На улице Бас-дю-Рампар мадам де ла Фар, племянница маршала де Бирона, содержала игорный салон. В числе ее постоянных гостей был генерал Шерер, страстный игрок”.

Во всех этих домах шла игра в “бириби”, “21” и “креп”. Рулетка работала всю ночь напролет. В 1795 году говорили вполне открыто, что депутат Ларивиер проиграл в один вечер в Пале-Рояле сорок тысяч франков.

В частных домах после ужина также начиналась высокая игра. “Фараон”, “вист” и “21” держали гостей до утра за зеленым столом. И на следующий день передавали о баснословных суммах, проигранных в том или другом доме.

Лучше всего можно проследить особенность нового общества в тех немногих салонах, которые снова открыли свои двери. “Изящные манеры благовоспитанных лиц, – говорит мадам де Сталь в своих “Размышлениях о Французской революции”, – выступили ярко наружу, несмотря на простые туалеты, все еще бывшие в ходу со времен господства террора. Якобинцы впервые вошли в салоны высшего света. Их тщеславие бросало тень на все, что считалось хорошим тоном. Их окружали дамы “старого режима, чтобы добиться у них разрешения вернуться их братьям, сыновьям и мужьям…”

Войдем же на минуту в самый известный из этих салонов, в салон мадам Тальен, королевы Директории, женщины, бывшей сперва аристократкой, ставшей затем республиканкой, а 9 термидора утверждавшей, что в ее руках судьба тысяч людей. И это не было преувеличением. Она была спасительницей от горя и ужаса. Ее называли “Notre Dame de Thermidor” и превозносили точно богиню. В Шейло, в конце Елисейских полей, избалованная подруга директора Барра, а впоследствии банкира Уврара, приобрела дом, называвшийся “храмом красоты и грации”. До нее дом этот принадлежал известной актрисе Рокур, – лишняя причина, чтобы тщеславная Терезия пожелала его приобрести. Здесь она принимала всех известных лиц, и весь Париж, несмотря на дальность расстояния, направлял шаги свои к обольстительной Цирцее, в ее “Chaumière”, устроенный с большим изяществом и вкусом.

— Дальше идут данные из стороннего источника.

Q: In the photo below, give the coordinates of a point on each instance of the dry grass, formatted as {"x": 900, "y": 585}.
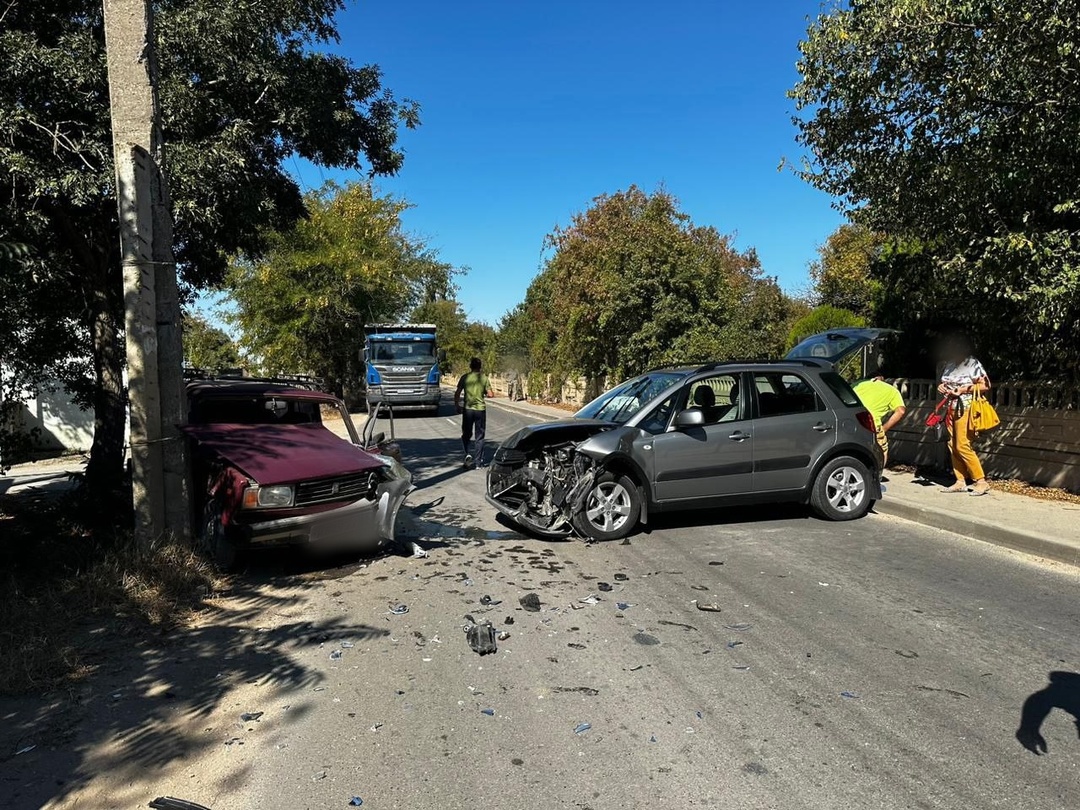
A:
{"x": 63, "y": 596}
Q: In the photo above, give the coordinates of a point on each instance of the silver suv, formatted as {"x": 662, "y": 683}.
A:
{"x": 692, "y": 437}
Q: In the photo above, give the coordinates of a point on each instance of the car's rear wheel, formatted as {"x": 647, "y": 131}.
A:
{"x": 841, "y": 489}
{"x": 611, "y": 509}
{"x": 214, "y": 540}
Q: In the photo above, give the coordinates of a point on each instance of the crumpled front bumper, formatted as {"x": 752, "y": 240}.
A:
{"x": 363, "y": 525}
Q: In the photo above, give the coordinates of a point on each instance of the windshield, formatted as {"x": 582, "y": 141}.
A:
{"x": 825, "y": 347}
{"x": 619, "y": 404}
{"x": 403, "y": 351}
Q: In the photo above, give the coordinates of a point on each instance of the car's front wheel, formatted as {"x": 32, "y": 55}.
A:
{"x": 213, "y": 539}
{"x": 841, "y": 489}
{"x": 611, "y": 509}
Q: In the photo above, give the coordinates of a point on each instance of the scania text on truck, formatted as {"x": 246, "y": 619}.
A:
{"x": 402, "y": 364}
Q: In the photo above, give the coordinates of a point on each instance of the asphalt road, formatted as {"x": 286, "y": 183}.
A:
{"x": 873, "y": 664}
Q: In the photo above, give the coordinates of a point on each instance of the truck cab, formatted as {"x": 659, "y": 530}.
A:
{"x": 403, "y": 365}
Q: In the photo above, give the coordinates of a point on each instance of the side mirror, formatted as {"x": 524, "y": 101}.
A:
{"x": 690, "y": 418}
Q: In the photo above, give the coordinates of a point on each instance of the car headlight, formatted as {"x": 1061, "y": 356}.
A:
{"x": 256, "y": 497}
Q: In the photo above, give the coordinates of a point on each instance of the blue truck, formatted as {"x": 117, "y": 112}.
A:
{"x": 403, "y": 365}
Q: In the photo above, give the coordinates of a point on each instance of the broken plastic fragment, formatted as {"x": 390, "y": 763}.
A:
{"x": 530, "y": 602}
{"x": 481, "y": 637}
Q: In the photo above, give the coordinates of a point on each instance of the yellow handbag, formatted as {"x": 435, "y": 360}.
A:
{"x": 981, "y": 414}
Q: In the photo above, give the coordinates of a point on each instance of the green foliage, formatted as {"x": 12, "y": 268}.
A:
{"x": 822, "y": 319}
{"x": 243, "y": 88}
{"x": 841, "y": 274}
{"x": 461, "y": 338}
{"x": 633, "y": 283}
{"x": 950, "y": 125}
{"x": 302, "y": 308}
{"x": 207, "y": 347}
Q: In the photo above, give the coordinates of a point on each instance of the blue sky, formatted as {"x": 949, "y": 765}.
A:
{"x": 530, "y": 109}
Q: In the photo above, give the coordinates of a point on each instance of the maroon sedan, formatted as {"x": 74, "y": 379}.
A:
{"x": 268, "y": 471}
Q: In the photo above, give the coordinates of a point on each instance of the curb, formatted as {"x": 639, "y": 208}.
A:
{"x": 982, "y": 530}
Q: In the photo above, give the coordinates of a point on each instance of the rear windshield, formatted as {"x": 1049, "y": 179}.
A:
{"x": 824, "y": 347}
{"x": 839, "y": 387}
{"x": 255, "y": 410}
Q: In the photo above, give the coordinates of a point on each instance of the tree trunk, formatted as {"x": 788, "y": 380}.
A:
{"x": 105, "y": 472}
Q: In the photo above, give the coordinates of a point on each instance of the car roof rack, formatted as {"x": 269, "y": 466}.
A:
{"x": 808, "y": 362}
{"x": 295, "y": 380}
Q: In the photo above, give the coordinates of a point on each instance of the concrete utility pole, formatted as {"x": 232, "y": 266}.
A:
{"x": 154, "y": 351}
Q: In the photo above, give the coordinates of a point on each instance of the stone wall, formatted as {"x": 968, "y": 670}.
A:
{"x": 1038, "y": 440}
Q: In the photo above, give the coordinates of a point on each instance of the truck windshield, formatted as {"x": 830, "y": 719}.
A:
{"x": 404, "y": 351}
{"x": 619, "y": 404}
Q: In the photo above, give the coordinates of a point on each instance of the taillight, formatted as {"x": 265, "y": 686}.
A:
{"x": 866, "y": 419}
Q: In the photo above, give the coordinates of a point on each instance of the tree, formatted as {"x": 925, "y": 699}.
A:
{"x": 822, "y": 319}
{"x": 207, "y": 347}
{"x": 633, "y": 283}
{"x": 461, "y": 338}
{"x": 842, "y": 273}
{"x": 950, "y": 124}
{"x": 302, "y": 307}
{"x": 253, "y": 93}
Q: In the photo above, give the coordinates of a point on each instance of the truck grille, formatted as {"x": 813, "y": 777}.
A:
{"x": 343, "y": 488}
{"x": 390, "y": 376}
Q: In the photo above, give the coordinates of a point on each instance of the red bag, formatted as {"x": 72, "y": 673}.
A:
{"x": 937, "y": 417}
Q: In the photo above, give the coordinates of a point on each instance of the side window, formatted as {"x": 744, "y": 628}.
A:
{"x": 717, "y": 397}
{"x": 657, "y": 421}
{"x": 783, "y": 394}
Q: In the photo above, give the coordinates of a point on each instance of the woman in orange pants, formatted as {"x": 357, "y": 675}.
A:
{"x": 961, "y": 375}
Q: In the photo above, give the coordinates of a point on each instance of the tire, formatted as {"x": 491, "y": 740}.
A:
{"x": 214, "y": 541}
{"x": 611, "y": 509}
{"x": 841, "y": 489}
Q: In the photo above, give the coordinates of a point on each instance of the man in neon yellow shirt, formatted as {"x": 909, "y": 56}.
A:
{"x": 886, "y": 405}
{"x": 475, "y": 386}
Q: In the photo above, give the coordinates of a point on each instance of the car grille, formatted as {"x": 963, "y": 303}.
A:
{"x": 343, "y": 488}
{"x": 417, "y": 377}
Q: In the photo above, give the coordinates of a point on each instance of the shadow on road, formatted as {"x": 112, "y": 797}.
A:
{"x": 154, "y": 701}
{"x": 1062, "y": 692}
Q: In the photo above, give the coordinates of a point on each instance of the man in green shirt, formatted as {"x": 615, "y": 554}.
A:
{"x": 475, "y": 387}
{"x": 886, "y": 405}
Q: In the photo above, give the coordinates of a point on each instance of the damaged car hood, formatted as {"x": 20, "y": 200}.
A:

Все комнаты были устроены в античном стиле по образцу раскопок в Геркулануме. В помпейском вестибюле стояла чудесная группа Нептуна из тонкого севрского фарфора, за которую галантный Барра заплатил тридцать тысяч франков. Глаз радовали здесь высокие светильники на треножниках, греческие ложа, этрусские вазы, картины из греческой мифологии и античные статуи. В маленьком будуаре собрались точно все музы. Тут стояло раскрытое фортепиано с множеством нот на подставках. Ноты лежали повсюду на стульях и на креслах; на диван была брошена гитара. Перед античным креслом стояла дивная арфа, точно тонкие пальцы ее обладательницы только что скользили по ней. В углу мольберт с начатым пейзажем; на полу палитра, кисти и ящик с красками. Тут был даже стол для рисования со всеми необходимыми атрибутами. О писательской деятельности говорил открытый письменный стол, наполненный книгами и бумагами. В книжном шкафу длинные ряды томов, словно только что чья-то рука перебирала и перелистывала их. Тут не было даже забыто наиболее любимое занятие женщины: пяльцы с начатым узором. Терезия, по-видимому, обладала самыми разнообразными талантами.

В этих комнатах мадам Тальен собиралось самое разнородное общество. Ее салоны всегда были переполнены самою разношерстной толпою: депутатами, повлекшими за собою падение Робеспьера, представителями старого общества, аристократами и дипломатами, финансистами и негоциантами, якобинцами и умеренными, роялистами и республиканцами, – все мирно встречались у прекрасной Терезии.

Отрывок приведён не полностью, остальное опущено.